Which leads to the question of the hour. Is RWBY: Grimm Eclipse going to be a campaign game or a fighting game? It can’t seem to make up its mind.

What kind of game is this going to be?

Honestly, either direction could be fantastic.

As a campaign . . .

There would certainly need to be more concrete objectives, preferably given by NPCs or through cutscenes. There needs to be a reason to exterminate, supported by an overarching plot. After the remaining members of Team RWBY are finally implemented, they could essentially create RWBY Volume One: The Video Game, following the events of the first season. Based on their detailed recreation of the Emerald Forest, the designers could do an amazing job bringing Beacon Academy to life and letting fans explore the World of Remnant like never before.

From rwby.wikia.com. Ruby fighting the White Beowolf Boss.Taking a page out of the numerous Harry Potter games, going to class could be just as important and engaging as taking out a white Beowolf. This could expand the RWBY universe, while also regulating the pacing of the plot, with tension surrounding the White Fang and Roman Torchwick growing slowly and subtly rather than all at once.
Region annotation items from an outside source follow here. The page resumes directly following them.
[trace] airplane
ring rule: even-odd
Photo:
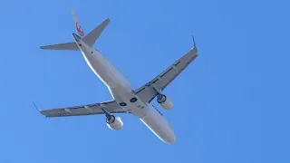
[[[160,139],[167,144],[174,144],[174,130],[159,110],[150,102],[156,98],[157,102],[166,110],[173,107],[173,102],[162,91],[198,57],[198,48],[193,39],[194,47],[175,62],[164,72],[140,88],[134,89],[124,77],[102,54],[93,47],[96,40],[106,28],[110,18],[85,35],[77,15],[71,9],[78,33],[72,34],[74,42],[41,46],[44,50],[81,51],[87,64],[100,80],[108,87],[112,100],[99,103],[91,103],[73,107],[49,109],[41,110],[45,117],[67,117],[102,114],[106,116],[107,126],[113,130],[123,127],[121,117],[114,114],[130,113],[139,118]]]

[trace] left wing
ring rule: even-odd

A major complication with a campaign, however, would be the playable characters. As the second arc of Volume One focuses on Jaune, Team JNPR would probably need to be made playable so as not to disrupt the plot. Four extra playable characters could delay development indefinitely.

As a fighting game . . .

RWBY could take the success of Super Smash Bros. and raise it tenfold. Not only would it feature a 3D, rather than 2D plane of motion, but every character in the franchise is designed to pull of outrageous combative maneuvers that would fit in perfectly as “special moves” within the genre. This, of course, demands the current model to be expanded upon exponentially.
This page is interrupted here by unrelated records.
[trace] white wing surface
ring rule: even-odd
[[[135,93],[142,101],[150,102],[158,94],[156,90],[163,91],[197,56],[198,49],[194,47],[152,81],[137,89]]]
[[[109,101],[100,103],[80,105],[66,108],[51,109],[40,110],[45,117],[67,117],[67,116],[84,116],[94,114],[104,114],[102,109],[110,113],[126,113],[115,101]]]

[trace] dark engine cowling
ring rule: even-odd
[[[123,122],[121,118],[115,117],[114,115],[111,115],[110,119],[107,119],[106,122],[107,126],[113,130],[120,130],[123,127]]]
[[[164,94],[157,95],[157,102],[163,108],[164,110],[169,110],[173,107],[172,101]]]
From RoosterTeeth.com, displaying Grimm Eclipse's multiplayer function.Grimm endurance battles can still be a prominent component, but PvP combat would need to be incorporated, calling for the addition of dozens of playable characters. Counting Teams RWBY, JNPR, SSSN, CFVY, and CRDL, the four prominent instructors of Beacon, Roman, Neo, Cinder’s Trio, Penny, Raven, Adam, Miltia, Melanie, Junior, and the White Fang Lieutenant, the roster weighs in at a hefty 36 characters. Kind of a tall order for Rooster Teeth’s first in-house game.

Still, the sky is the limit. Even if Grimm Eclipse decides against either of these approaches, perhaps developers will tackle the concepts of a campaign or PvP fighting game in the future. Just as Rooster Teeth has pushed their boundaries and taken on increasingly ambitious web projects, I think we can expect their video games to eventually follow suit in the coming years.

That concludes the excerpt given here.